Le gouvernement de la République s’en est rendu compte : il a fait savoir tout de suite, par la voix de la presse, qu’il allait demander un crédit d’un demi-milliard pour procéder à des améliorations devenues urgentes dans notre armement. C’est fort bien et on ne peut qu’applaudir à cette initiative ; mais, après l’avoir approuvée, il faut en constater l’insuffisance. S’il y a dans notre armement des imperfections à réparer, et si cette réparation est d’une extrême urgence, comment ne s’en est-on pas aperçu plus tôt ? Et si on s’en est aperçu, pourquoi n’a-t-on rien fait ? Pourquoi enfin a-t-on attendu la manifestation d’un danger direct et immédiat, venu du dehors, pour demander aux Chambres les crédits indispensables ? On nous dit sans cesse, on nous a encore répété ces jours derniers que, parmi les reconstitutions et les réorganisations que la France devait à la République, figurait au premier rang celle de l’armée.
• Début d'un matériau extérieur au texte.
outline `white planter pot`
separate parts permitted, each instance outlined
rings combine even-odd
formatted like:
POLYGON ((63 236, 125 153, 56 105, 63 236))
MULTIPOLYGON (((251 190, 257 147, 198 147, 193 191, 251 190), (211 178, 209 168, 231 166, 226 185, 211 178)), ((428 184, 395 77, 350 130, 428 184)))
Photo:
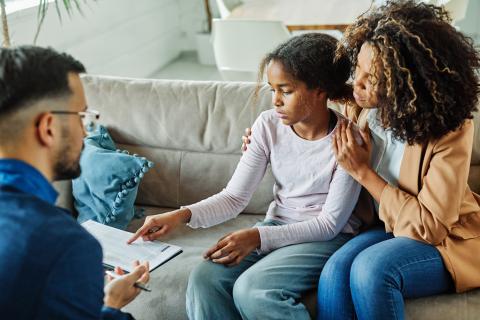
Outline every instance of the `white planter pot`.
POLYGON ((195 42, 197 44, 198 61, 201 64, 216 65, 210 33, 197 33, 195 42))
Ce sont là de belles paroles ; elles font très bien à la tribune de la Chambre et dans des professions de foi électorales : le malheur est que, lorsque le moment vient de demander à l’armée un effort de quelque importance, on reconnaît aussitôt qu’elle n’est pas à même de le fournir. Rendons grâce une fois de plus à l’Allemagne : nous lui devrons d’avoir corrigé quelques-uns des défauts de notre armement ou d’en avoir complété certains élémens. Mais hâtons-nous de dire que cela n’est rien et que le gouvernement doit maintenant demander au pays un tout autre sacrifice, plus difficile et plus méritoire.

Bien que notre situation financière soit, elle aussi, sérieuse et inquiétante, toutes les fois qu’on demandera aux Chambres de l’argent pour la défense nationale, on l’obtiendra sans trop de peine ; mais quand on leur demandera des hommes, le résultat sera moins assuré. Or c’est d’hommes que nous avons besoin. La crise dont notre armée souffre est avant tout celle qui résulte de la pénurie des effectifs, et la pénurie des effectifs résulte de la loi qui a établi chez nous le service de deux ans. Cette loi a été funeste ; on s’en aperçoit aujourd’hui et une clameur générale s’est élevée contre elle ; elle est poussée par les hommes les plus compétens, et les autres font chorus. L’opinion, — nous parlons de celle qui est exprimée par les journaux, — n’est pas loin d’être unanime et, malgré cela, nous nous demandons si le service de deux ans sera supprimé et si le service de trois ans sera rétabli.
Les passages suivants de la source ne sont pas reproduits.